OOS 35-9 - Forest expansion and collapse on the Mediterranean coast: Combining paleoecology and dynamic modeling to understand past change and predict future impacts

Thursday, August 11, 2011: 10:50 AM
17B, Austin Convention Center
Paul D. Henne1, Camilla Calò1 and Willy Tinner2, (1)Oeschger Center for Climate Change Research and Insitute of Plant Sciences, University of Bern, Bern, Switzerland, (2)Institute of Plant Sciences and Oeschger Centre for Climate Change Research, University of Bern, 3013 Bern, Switzerland
Background/Question/Methods

Forests near the Mediterranean coast have been shaped for millennia by human disturbance. Consequently, few natural forests remain, and it is difficult to determine how forests respond to climatic change in this densely populated and ecologically-diverse region. We combined a landscape vegetation model with paleoecology to examine the causes of forest expansion and collapse during the Holocene, and to predict the response of coastal ecosystems to future climate. Dynamic modeling allows us to isolate human and climatic impacts, and paleoecology provides empirical data to validate simulation output. We contiguously sampled sediment from Gorgo Basso, a small lake in southwestern Sicily to produce decadally-resolved pollen records for two intervals: 8600 - 6300 cal yr BP when forests expanded, and 2800 - 1800 cal yr BP when forests disappeared.
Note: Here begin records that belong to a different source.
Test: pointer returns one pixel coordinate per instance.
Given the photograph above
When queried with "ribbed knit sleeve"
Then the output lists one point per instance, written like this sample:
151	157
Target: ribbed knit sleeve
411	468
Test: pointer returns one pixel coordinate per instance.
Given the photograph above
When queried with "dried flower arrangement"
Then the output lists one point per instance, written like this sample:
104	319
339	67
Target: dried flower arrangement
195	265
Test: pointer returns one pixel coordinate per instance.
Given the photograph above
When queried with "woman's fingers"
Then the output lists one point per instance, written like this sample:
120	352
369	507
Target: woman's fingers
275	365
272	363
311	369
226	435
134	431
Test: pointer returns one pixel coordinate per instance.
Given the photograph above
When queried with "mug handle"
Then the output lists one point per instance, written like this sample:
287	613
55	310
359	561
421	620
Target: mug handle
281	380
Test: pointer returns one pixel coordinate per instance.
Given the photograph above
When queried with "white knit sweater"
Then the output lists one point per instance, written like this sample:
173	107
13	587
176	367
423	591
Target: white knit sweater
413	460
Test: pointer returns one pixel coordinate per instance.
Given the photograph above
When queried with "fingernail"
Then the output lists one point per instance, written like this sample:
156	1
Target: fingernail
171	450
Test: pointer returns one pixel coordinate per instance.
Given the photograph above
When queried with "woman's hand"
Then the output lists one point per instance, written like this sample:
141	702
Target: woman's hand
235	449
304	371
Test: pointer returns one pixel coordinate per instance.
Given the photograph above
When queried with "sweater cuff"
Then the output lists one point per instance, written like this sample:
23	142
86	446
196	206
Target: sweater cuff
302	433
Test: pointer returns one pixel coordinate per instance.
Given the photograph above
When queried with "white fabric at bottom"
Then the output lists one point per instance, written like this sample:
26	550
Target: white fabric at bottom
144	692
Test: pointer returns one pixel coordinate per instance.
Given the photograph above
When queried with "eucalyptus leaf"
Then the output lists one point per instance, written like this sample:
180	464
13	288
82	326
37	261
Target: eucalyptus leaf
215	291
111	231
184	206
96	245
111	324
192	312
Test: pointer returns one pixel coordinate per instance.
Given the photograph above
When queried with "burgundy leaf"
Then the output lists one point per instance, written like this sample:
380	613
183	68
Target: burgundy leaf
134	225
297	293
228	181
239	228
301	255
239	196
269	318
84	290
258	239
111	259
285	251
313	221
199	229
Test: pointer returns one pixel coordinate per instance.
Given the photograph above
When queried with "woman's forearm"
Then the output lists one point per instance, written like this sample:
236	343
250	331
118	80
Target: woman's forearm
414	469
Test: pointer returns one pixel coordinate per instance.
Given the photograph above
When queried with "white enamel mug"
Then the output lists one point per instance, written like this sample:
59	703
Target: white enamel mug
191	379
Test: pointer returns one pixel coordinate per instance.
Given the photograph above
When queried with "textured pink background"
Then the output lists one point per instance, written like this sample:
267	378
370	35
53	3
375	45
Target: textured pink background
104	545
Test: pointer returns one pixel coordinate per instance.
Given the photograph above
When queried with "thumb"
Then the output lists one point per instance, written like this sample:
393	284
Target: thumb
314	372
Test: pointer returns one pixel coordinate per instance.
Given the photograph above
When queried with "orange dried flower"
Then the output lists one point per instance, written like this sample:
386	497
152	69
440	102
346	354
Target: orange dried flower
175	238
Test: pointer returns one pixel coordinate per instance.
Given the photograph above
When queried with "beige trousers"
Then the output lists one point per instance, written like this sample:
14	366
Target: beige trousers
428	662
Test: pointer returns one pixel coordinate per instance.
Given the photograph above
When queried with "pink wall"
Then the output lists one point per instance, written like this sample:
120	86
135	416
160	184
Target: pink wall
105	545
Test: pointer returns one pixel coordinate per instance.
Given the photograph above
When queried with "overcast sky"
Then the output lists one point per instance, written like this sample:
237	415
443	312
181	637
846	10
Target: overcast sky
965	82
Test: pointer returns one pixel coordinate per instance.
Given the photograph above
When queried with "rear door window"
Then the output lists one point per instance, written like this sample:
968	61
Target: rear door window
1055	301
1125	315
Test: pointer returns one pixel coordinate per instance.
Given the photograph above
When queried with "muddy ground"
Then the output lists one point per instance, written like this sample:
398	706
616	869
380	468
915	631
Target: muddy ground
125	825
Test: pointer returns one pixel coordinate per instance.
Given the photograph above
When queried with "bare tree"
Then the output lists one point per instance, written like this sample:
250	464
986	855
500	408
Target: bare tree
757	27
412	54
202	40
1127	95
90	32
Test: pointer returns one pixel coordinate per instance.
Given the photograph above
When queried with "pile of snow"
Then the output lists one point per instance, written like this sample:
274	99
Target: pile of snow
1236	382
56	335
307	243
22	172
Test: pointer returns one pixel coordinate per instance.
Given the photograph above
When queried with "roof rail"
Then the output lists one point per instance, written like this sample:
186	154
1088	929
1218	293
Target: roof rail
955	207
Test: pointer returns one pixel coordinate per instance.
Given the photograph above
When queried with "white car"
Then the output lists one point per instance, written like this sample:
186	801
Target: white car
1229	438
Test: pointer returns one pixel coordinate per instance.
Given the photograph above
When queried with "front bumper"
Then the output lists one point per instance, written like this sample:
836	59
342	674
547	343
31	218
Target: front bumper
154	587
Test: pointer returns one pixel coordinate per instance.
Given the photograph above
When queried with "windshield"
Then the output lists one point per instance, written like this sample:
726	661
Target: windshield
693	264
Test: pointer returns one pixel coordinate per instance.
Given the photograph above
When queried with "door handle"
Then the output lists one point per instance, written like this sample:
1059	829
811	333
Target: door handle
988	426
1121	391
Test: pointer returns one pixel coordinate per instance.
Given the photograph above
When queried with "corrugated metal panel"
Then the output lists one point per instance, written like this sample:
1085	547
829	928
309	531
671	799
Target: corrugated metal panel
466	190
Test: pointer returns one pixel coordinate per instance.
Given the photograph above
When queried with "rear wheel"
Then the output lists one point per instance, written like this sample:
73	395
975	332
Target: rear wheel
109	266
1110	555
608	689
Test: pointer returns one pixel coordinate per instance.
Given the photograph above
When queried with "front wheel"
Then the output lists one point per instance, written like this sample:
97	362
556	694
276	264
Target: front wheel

We simulated vegetation dynamics in the landscape surrounding Gorgo Basso with the LandClim model using a sensitivity-test approach. We evaluated soil-moisture limitations on forest expansion by varying annual precipitation between 50 and 100% of the modern abundance, and mimicked increasing human disturbance by varying ignition frequency. In a final step, we modeled future vegetation with mean monthly temperatures 4° C above the historical average, consistent with the IPCC A2 scenario for Sicily.

Results/Conclusions

Pollen analysis reveals that evergreen shrublands surrounded Gorgo Basso before 7000 cal yr BP. This result matches simulations with <80% of modern precipitation. Forests of Quercus ilex and Olea europea replaced the shrublands by 7000 cal yr BP. These forests have no modern analogue but are consistent with vegetation simulated with modern precipitation. Thus, increasing moisture availability probably caused forest expansion during the middle Holocene. Broadleaved evergreen forests persisted until 2700 cal yr BP when shrublands and herbaceous species typical of human disturbance expanded. A contemporaneous increase in charcoal influx indicates fire was important to this change. LandClim run with modern precipitation produces a similar shrub-dominated landscape when the simulated ignition frequency matches historical fire return intervals. Forests also disappear from simulations with predicted future temperatures, even with modern precipitation abundance and low ignition frequency. We conclude that human disturbance caused forests to collapse in southwestern Sicily during the late Holocene, and that evergreen forests remain possible if fires are not too frequent. Such forests are a desirable management goal because of their low flammability and positive impacts on soils and hydrology. However, a warmer future climate could eliminate the potential for forests to re-expand along the Mediterranean coast.